This Guidance helps businesses build a real-time recommendation pipeline using Amazon Personalize. The pipeline creates personalized recommendations based on a user’s profile and behavior to improve the customer experience. Developers can use this Guidance to show personalized recommendations, including recommended products, promotions, and items for upsell or cross-sell.

This Guidance provides an Advanced Composite Recipe that retrieves information stored in Amazon DynamoDB about items similar to the item a user is viewing. It combines this information with a User Personalized Ranking Recipe to generate item recommendations for cross-selling.

Architecture Diagram

Download the architecture diagram PDF 

Well-Architected Pillars

The AWS Well-Architected Framework helps you understand the pros and cons of the decisions you make when building systems in the cloud. The six pillars of the Framework allow you to learn architectural best practices for designing and operating reliable, secure, efficient, cost-effective, and sustainable systems. Using the AWS Well-Architected Tool, available at no charge in the AWS Management Console, you can review your workloads against these best practices by answering a set of questions for each pillar.

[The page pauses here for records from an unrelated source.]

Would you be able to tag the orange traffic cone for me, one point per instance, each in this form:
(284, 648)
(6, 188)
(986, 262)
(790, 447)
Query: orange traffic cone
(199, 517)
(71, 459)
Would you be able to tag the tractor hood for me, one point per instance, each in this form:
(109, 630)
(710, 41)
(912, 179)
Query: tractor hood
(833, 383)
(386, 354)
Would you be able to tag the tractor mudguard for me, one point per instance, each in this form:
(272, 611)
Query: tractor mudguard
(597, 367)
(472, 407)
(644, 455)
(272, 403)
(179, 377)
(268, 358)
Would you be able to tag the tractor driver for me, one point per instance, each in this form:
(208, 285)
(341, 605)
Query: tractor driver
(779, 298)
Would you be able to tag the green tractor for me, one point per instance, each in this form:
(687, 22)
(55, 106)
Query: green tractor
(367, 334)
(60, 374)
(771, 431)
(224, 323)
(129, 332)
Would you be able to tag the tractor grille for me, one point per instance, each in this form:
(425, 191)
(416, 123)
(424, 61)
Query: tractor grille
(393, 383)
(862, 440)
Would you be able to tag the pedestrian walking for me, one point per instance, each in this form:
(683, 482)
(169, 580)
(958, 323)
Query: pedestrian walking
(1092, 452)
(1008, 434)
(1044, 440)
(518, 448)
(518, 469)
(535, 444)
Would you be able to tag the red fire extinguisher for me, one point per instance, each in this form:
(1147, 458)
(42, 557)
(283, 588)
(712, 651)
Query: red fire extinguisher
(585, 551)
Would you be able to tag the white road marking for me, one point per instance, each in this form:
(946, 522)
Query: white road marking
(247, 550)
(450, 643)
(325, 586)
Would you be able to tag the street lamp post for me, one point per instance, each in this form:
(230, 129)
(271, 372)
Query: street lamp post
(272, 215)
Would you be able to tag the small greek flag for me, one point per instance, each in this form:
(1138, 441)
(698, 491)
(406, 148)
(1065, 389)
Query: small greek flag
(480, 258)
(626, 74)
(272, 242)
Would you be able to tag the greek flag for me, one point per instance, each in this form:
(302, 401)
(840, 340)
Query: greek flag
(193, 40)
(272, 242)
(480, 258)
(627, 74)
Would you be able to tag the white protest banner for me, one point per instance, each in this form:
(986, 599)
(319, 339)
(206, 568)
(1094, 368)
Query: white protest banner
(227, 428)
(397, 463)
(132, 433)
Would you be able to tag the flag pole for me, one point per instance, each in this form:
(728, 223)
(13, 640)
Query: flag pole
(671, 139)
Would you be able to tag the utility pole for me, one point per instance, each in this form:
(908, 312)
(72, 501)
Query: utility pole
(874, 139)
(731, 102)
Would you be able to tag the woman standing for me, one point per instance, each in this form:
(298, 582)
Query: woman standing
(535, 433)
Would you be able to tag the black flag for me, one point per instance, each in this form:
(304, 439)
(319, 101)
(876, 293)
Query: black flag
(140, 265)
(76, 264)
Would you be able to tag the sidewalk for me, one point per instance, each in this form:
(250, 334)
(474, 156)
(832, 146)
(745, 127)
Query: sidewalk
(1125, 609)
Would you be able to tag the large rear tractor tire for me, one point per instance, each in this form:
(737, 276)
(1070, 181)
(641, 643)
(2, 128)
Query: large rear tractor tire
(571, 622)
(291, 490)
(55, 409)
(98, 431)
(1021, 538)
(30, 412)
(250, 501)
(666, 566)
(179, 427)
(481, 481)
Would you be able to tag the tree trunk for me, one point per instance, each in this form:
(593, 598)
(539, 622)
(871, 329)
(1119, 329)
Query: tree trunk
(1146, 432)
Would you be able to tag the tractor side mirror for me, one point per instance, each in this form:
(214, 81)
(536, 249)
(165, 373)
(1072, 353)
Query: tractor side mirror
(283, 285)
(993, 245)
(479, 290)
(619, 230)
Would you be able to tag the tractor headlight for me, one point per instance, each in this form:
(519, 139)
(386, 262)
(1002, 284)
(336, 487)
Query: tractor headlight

The architecture diagram above is an example of a Solution created with Well-Architected best practices in mind. To be fully Well-Architected, you should follow as many Well-Architected best practices as possible.

  • You can monitor Amazon CloudWatch metrics like GetRecommendationsLatency, DatasetImportJobError, and PutEventsRequests in Amazon Personalize. You can configure CloudWatch alarms with Amazon Simple Notification Service (Amazon SNS) notifications. Additionally, you can monitor Amazon Personalize using the Amazon Personalize monitor

    You can configure CloudWatch alarms based on metrics with Lambda, API Gateway, DynamoDB, and other services in this architecture.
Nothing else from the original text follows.